COMMENT: The reality of the planning process is the sight of meetings concluding with hackneyed cries of 'shame'

Thursday, 6th April 2023

O2 shopping centre site Finchley Road

The O2 Centre site in West Hampstead

A FAMILIAR scene played out at the Crowndale Centre on Thursday night as the first phase of the O2 Centre redevelopment was approved by the council:

1. A very long meeting. Yes.

2. Heartfelt pleas for a different approach. Yes.

3. Some technical questions. Yes.

4. A final vote which could have been predicted to a tee from kick off. Yes.

5. Cries of “Shaaaame!” from the public gallery. Yes.

The planning system is often thought of as a key ventricle in the beating heart of local government democracy.

People assume, quite legitimately, that they can change the minds of elected councillors by appealing to them in a public setting.

The reality is that this is little more than a conceit. Legally, whether people do or do not want something is not how applications are determined.

Applications, however distasteful, are assessed in a crushingly dispassionate way against a set of fixed policies – and the overbearing threat of expensive appeals.

These decisions are more or less made even before they reach the committee stage. And so it took three-and-a-half hours for the council to simply go through the motions on Thursday night.

Members of the public give up their evenings and come to the council for planning meetings, often speaking with a passion that suggests they truly believe they might sway opinion if they could just be persuasive on the night.

In reality, a committee member changes their mind during a meeting once in a blue moon. Regardless of the merits or downsides of the O2 overhaul, why do any of us – the councillors included – entertain this performance?

Would it not be better to be honest to the visitors that once it reaches this stage, it will make very little difference what anybody asks or says in the meeting?

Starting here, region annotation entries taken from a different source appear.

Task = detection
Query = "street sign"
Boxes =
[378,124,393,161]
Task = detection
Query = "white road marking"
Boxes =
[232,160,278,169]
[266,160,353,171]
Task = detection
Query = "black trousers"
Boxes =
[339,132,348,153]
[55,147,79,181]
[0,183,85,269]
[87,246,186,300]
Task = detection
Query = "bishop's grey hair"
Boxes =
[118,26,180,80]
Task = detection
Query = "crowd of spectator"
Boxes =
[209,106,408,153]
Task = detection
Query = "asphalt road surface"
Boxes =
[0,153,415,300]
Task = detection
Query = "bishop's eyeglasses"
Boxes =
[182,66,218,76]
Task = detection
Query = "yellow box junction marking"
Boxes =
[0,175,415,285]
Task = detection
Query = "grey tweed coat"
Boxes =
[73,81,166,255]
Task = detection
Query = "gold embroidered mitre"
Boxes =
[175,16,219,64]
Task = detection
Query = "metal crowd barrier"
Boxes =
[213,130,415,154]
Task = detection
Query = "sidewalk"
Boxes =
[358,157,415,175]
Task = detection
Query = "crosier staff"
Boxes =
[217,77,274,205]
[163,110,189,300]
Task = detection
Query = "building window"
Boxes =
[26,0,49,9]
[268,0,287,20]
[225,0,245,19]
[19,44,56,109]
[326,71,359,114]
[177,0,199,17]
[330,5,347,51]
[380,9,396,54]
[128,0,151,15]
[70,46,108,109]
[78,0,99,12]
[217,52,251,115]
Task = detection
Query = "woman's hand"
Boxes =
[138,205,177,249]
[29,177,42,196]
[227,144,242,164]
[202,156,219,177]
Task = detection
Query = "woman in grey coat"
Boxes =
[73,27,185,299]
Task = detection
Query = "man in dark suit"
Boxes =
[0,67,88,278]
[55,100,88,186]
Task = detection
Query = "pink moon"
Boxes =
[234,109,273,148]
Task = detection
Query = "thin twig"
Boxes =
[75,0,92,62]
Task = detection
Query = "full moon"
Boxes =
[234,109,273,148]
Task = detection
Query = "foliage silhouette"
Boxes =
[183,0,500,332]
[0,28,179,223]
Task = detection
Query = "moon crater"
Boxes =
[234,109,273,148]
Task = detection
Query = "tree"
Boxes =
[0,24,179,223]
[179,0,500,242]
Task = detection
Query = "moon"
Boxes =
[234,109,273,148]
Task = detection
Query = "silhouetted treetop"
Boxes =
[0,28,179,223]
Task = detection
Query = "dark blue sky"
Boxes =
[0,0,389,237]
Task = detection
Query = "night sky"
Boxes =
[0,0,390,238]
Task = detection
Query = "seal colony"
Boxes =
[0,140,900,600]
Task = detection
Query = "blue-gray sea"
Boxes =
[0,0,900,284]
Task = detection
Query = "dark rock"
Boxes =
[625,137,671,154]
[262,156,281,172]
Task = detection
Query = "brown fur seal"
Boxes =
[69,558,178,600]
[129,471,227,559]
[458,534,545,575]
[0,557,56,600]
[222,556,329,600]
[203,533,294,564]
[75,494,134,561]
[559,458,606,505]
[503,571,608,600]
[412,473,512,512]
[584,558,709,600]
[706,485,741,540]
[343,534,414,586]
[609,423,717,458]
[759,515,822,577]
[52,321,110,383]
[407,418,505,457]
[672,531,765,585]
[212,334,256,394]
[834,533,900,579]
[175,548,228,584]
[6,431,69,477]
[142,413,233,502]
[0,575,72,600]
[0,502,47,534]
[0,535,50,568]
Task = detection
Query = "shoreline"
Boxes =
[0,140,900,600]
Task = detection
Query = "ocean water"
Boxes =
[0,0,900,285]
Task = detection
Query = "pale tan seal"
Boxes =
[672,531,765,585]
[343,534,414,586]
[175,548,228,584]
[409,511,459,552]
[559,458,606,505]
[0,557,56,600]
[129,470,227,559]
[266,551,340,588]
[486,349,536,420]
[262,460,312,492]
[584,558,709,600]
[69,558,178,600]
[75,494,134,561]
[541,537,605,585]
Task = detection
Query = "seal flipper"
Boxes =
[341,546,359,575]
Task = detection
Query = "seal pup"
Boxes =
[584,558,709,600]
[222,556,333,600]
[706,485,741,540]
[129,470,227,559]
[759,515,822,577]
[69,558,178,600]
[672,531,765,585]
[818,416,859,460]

Voices must and will be heard, but rarely, if ever, listened to. “Listening” is now so often a watchword of those in power seeking to promote their own credentials. But the reality of this process is the sight of meetings concluding with hackneyed cries of “shame”.

Planning, chairwoman Cllr Heather Johnson took a confrontational approach to last week’s heckling, insisting: “I’m so fed up with people who play to a gallery as such. You don’t realise how hard this committee works.”

It is no doubt true that councillors put in a lot of work for little financial gain. But if the public are simply left to blithely view decision-making in action, then it’s the planning system that is playing to a gallery.

Let’s not pretend anything otherwise.